In September, taking your kids to school, you will wonder, ‘what’s changed here’, until it sinks in that another irreplaceable neighbourhood treasure has been ‘removed’ while we were gone for a few short weeks.
In my City of Surrey, whole neighbourhoods and forests of mature trees may disappear, as Surrey always ‘thinks big’ and doesn’t like to sweat the details. In fact, Surrey council’s latest idea is to fast track development with a ‘Nexus-style’ free pass to some developers – no oversight needed at all.
Is this good government? When citizens question policies that clearly contribute to an increasingly destabilizing rate of growth and price inflation, and that obviously lead to more conflict between old and newcomers, government and citizens, developers and residents – cities say they can do nothing and blame the province, and the province blames the federal government. But nobody does anything to defuse this growing dissatisfaction in our once joyous and flourishing multicultural mecca.
It is true that there is more than one driver of this insane building pace than wealthy offshore investors – virtually interest-free housing loans being of at least equal importance – but is that any excuse for not tackling the hard questions?
Does anybody really think this won’t end badly?

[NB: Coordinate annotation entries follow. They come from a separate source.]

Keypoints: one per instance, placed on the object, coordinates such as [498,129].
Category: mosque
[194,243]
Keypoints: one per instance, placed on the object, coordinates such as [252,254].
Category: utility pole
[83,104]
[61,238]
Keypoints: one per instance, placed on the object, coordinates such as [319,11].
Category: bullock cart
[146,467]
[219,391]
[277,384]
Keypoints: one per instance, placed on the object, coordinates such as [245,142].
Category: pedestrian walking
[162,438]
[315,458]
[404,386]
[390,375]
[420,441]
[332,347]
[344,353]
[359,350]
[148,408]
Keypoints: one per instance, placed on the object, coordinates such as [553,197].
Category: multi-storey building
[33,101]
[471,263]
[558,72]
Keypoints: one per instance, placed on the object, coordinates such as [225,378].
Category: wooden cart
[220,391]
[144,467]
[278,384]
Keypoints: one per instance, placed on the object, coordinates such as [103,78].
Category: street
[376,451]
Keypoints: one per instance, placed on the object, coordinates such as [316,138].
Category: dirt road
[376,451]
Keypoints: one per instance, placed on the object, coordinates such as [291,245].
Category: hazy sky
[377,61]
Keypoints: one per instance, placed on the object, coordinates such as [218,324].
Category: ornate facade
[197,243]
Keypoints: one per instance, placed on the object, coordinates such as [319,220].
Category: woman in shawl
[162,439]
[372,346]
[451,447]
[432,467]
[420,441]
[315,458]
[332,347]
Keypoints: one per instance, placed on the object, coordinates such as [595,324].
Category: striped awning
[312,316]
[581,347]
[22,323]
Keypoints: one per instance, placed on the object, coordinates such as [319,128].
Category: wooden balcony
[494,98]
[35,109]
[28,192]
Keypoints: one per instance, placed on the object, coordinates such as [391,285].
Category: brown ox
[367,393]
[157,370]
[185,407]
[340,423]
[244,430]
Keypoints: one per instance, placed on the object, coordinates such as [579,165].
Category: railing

The glitter of an utterly deregulated economy is getting pretty tarnished as the free-for-all degenerates into ugliness and mayhem. We either agree to reasonable limits on how much of our precious Canada we can flog to the highest bidder, or we Canadians – of any origin – and all our kids, must live with the consequences.
May I suggest each of us video our immediate neighbourhood as we begin our summer holiday? In September, send a photo of whatever has ‘disappeared’ without genuine consultation, or been built without necessary services and amenities in place, to each of your local city, provincial and federal government representatives with your comments.
Then, perhaps, they’ll start to work together on solutions before it’s gone.